A farsi vedere per primo, paradossalmente, è però il Caldiero, dopo appena sei minuti, quando un tiro da fuori di Zerbato viene deviato da un nostro difensore, ma Enzo blocca a terra senza problemi.

Il Legnago replica 120 secondi dopo, quando Giacobbe si libera al tiro e fa partire un destro secco che l’estremo difensore avversario respinge con non poche difficoltà.

Al 13′, su un’incomprensione tra il portiere e un difensore del Caldiero, Chakir da posizione defilata di inserisce di testa tra di loro, ma la palla non si indirizza verso lo specchio della porta.

Un giro di lancette, e Chakir è nuovamente pericoloso, bravo a lanciarsi verso l’area avversaria servendo poi Barone, che è però in fuorigioco.

Si rivede il Caldiero al 19′, quando dopo un batti e ribatti al limite della nostra area la palla finisce a Galesio, che calcia debole ed Enzo blocca.

Un minuto dopo bel cross di Demian da destra, un difensore gialloverde anticipa tutti.

Alla mezz’ora, Farinazzo si accentra da destra e fa partire un bel sinistro che esce di poco sopra la traversa.

Al 33′ azione insistita sulla destra, palla in mezzo all’area per Giacobbe che stoppa e calcia a rete, ma la palla finisce fuori.

Tre minuti più tardi, gran tiro di Zerbato e super parata di Enzo.

Al 40′ occasione clamorosa dei biancazzurri: dopo un batti e ribatti in area, con respinta del portiere che uscendo lascia sguarnita la porta, Barone calcia dritto tra i pali, ma Colman Castro respinge sulla linea!

Non succede altro, e si va quindi all’intervallo sul pari.

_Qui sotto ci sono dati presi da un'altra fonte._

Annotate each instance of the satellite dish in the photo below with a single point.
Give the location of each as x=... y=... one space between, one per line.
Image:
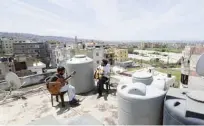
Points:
x=200 y=66
x=13 y=80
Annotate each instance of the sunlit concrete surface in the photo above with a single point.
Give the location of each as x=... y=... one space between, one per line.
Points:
x=38 y=105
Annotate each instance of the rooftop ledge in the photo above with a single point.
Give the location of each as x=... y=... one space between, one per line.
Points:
x=36 y=105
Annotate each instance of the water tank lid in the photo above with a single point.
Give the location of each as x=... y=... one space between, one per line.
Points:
x=79 y=56
x=196 y=95
x=142 y=75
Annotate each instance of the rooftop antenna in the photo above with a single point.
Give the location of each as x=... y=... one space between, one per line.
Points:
x=14 y=83
x=198 y=94
x=200 y=66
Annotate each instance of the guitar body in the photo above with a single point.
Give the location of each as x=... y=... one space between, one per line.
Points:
x=54 y=87
x=98 y=74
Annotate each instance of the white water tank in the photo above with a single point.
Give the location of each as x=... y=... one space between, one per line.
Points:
x=143 y=77
x=139 y=104
x=83 y=80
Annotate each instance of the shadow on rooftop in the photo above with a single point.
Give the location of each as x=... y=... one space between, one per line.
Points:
x=62 y=109
x=111 y=92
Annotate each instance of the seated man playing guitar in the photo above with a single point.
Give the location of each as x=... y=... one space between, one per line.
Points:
x=102 y=74
x=58 y=77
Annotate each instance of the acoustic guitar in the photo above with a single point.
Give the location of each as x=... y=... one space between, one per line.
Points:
x=54 y=87
x=98 y=73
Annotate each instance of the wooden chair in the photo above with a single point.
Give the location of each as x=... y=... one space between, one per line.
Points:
x=107 y=83
x=61 y=94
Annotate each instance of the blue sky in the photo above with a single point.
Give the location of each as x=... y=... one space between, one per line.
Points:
x=106 y=19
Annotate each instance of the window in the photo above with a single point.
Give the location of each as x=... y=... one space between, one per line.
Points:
x=97 y=54
x=97 y=61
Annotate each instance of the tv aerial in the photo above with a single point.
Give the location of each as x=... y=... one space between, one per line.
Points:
x=197 y=95
x=14 y=83
x=200 y=66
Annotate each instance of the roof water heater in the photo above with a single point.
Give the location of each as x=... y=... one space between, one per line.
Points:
x=139 y=104
x=185 y=106
x=143 y=77
x=83 y=80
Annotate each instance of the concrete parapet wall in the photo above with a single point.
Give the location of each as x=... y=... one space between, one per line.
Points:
x=29 y=80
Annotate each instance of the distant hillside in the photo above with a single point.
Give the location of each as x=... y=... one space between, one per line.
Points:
x=36 y=37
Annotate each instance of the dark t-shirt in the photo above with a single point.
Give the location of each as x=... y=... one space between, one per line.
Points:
x=55 y=77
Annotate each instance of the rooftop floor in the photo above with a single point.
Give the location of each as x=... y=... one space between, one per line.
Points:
x=38 y=105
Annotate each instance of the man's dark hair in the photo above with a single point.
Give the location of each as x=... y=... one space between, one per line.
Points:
x=105 y=61
x=60 y=68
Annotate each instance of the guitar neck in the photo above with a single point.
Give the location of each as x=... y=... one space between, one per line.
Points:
x=68 y=77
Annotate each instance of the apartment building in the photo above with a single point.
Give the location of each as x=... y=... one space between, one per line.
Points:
x=31 y=49
x=97 y=54
x=6 y=46
x=6 y=65
x=121 y=55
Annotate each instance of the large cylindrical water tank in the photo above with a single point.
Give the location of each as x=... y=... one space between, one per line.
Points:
x=143 y=77
x=139 y=104
x=83 y=80
x=180 y=109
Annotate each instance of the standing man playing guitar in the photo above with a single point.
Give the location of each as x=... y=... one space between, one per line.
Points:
x=58 y=77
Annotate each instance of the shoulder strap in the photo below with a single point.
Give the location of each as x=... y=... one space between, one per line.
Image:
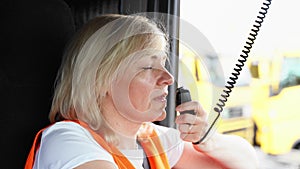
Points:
x=151 y=145
x=153 y=148
x=35 y=146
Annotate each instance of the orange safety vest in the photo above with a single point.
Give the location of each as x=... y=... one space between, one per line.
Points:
x=151 y=145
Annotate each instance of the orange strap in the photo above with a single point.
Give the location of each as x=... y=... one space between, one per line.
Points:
x=151 y=146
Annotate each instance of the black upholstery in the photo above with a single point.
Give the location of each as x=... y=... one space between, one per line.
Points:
x=33 y=34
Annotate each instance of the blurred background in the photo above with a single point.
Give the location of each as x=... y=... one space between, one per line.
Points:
x=263 y=106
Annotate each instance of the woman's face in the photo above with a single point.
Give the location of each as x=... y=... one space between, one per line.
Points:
x=143 y=88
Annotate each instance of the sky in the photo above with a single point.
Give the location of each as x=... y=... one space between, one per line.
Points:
x=227 y=24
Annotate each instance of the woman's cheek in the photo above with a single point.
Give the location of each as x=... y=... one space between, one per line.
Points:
x=139 y=93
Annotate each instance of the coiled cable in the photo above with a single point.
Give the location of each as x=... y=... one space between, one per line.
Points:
x=239 y=66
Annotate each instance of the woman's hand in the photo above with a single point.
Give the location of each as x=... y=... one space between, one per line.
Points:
x=191 y=127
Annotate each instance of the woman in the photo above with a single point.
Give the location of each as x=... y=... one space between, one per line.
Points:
x=111 y=86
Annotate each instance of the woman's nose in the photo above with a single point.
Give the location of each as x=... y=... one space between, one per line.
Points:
x=166 y=78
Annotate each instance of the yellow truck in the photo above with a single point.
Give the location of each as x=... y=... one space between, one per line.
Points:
x=276 y=113
x=202 y=80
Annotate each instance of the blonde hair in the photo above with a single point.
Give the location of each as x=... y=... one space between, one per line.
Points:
x=92 y=60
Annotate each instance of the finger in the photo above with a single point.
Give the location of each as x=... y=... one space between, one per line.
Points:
x=188 y=119
x=190 y=129
x=192 y=105
x=190 y=137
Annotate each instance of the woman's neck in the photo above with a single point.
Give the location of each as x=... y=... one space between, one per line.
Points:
x=123 y=129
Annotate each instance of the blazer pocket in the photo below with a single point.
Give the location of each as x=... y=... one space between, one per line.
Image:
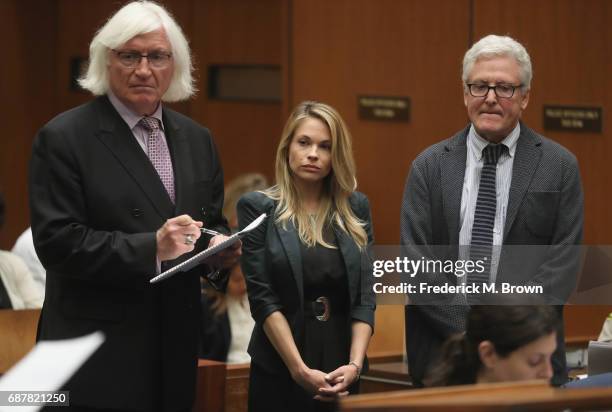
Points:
x=93 y=309
x=541 y=212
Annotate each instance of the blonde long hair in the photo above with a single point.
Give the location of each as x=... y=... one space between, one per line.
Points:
x=337 y=186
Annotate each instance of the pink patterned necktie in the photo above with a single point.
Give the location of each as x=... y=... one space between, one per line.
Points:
x=158 y=153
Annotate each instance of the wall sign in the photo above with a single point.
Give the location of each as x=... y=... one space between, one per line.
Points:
x=573 y=118
x=384 y=108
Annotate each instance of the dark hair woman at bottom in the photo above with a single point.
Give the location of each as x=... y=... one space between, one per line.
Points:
x=501 y=343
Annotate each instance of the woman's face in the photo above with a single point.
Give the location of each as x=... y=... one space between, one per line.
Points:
x=531 y=361
x=310 y=152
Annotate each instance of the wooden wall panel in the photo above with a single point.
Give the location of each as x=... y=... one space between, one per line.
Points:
x=246 y=33
x=27 y=72
x=345 y=48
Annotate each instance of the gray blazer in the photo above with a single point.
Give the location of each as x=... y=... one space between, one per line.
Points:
x=545 y=207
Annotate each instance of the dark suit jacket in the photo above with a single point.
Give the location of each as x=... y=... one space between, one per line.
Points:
x=545 y=207
x=96 y=203
x=215 y=333
x=272 y=265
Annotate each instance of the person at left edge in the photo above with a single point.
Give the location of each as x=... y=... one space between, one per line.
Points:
x=116 y=199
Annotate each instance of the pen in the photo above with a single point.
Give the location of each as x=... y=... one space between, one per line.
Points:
x=209 y=231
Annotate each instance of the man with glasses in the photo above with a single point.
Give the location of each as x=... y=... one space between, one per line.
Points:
x=496 y=182
x=120 y=188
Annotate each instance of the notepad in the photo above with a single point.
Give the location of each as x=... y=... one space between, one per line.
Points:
x=197 y=259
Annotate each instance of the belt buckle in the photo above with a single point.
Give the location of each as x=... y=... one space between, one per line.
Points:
x=325 y=301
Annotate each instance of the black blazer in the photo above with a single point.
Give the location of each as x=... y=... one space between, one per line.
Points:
x=272 y=265
x=96 y=203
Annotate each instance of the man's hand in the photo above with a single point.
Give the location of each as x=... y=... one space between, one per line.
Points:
x=177 y=236
x=227 y=257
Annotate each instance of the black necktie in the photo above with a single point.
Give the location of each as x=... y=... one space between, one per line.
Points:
x=481 y=245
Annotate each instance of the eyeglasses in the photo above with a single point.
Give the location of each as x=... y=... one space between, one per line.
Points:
x=505 y=91
x=131 y=59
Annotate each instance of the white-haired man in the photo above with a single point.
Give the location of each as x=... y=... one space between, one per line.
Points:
x=119 y=190
x=494 y=183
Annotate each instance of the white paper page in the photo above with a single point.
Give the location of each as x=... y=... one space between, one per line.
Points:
x=48 y=366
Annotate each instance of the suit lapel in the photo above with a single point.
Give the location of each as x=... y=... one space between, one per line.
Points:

Al rientro in campo, la partita fatica a decollare, e bisogna aspettare una ventina di minuti per vedere qualcosa: Cicarevic dribbla un paio di avversari sul fronte sinistro, entra in area e va al tiro di destro, il portiere respinge.

Cinque minuti dopo bella punizione di Barone, ma il portiere blocca a terra.

Di fatto, il match si chiude qui: le due squadre, un po’ stanche, rallentano un po’, e alla fine è 0-0 che soddisfa più il Caldiero che il Legnago.

 

 

TABELLINO
Legnago Salus: Enzo, Demian, Botturi (1’ st Mazzali), Antonelli, Bondioli, Moretti, Giacobbe (22’ st Broso), Yabre, Barone (42’ st Sabba), Cicarevic (42’ st Ranelli), Chakir (32’ st Finessi).
A disp.: Zanchetta, Forestan, Contri, Miatton. All.: Massimo Bagatti

Caldiero: Anderloni, Cherubin (20’ st Baschirotto), Braga (34’ st Martone), Burato, Colman, Dall’Ara, Zerbato (42’ st Borgogna), Viviani, Galesio (28’ st Filiciotto), Farinazzo (28’ st Manarin), Baldani.
A disp.: Tebaldi, Boudraa, Falchetto, Laperni. All.: Cristian Soave

Arbitro: sig. Mori, sez. La Spezia

Ammoniti: Botturi (LS), Cicarevic (LS), Zerbato (C)

Espulsi: nessuno

Recupero: 1′ e 5′

 

Man of the Match: Francesco ANTONELLI
Partita di sostanza per la ventenne mezzala romana: “Anto” corre, assale, tampona, attacca, si propone. Partita da tuttocampista.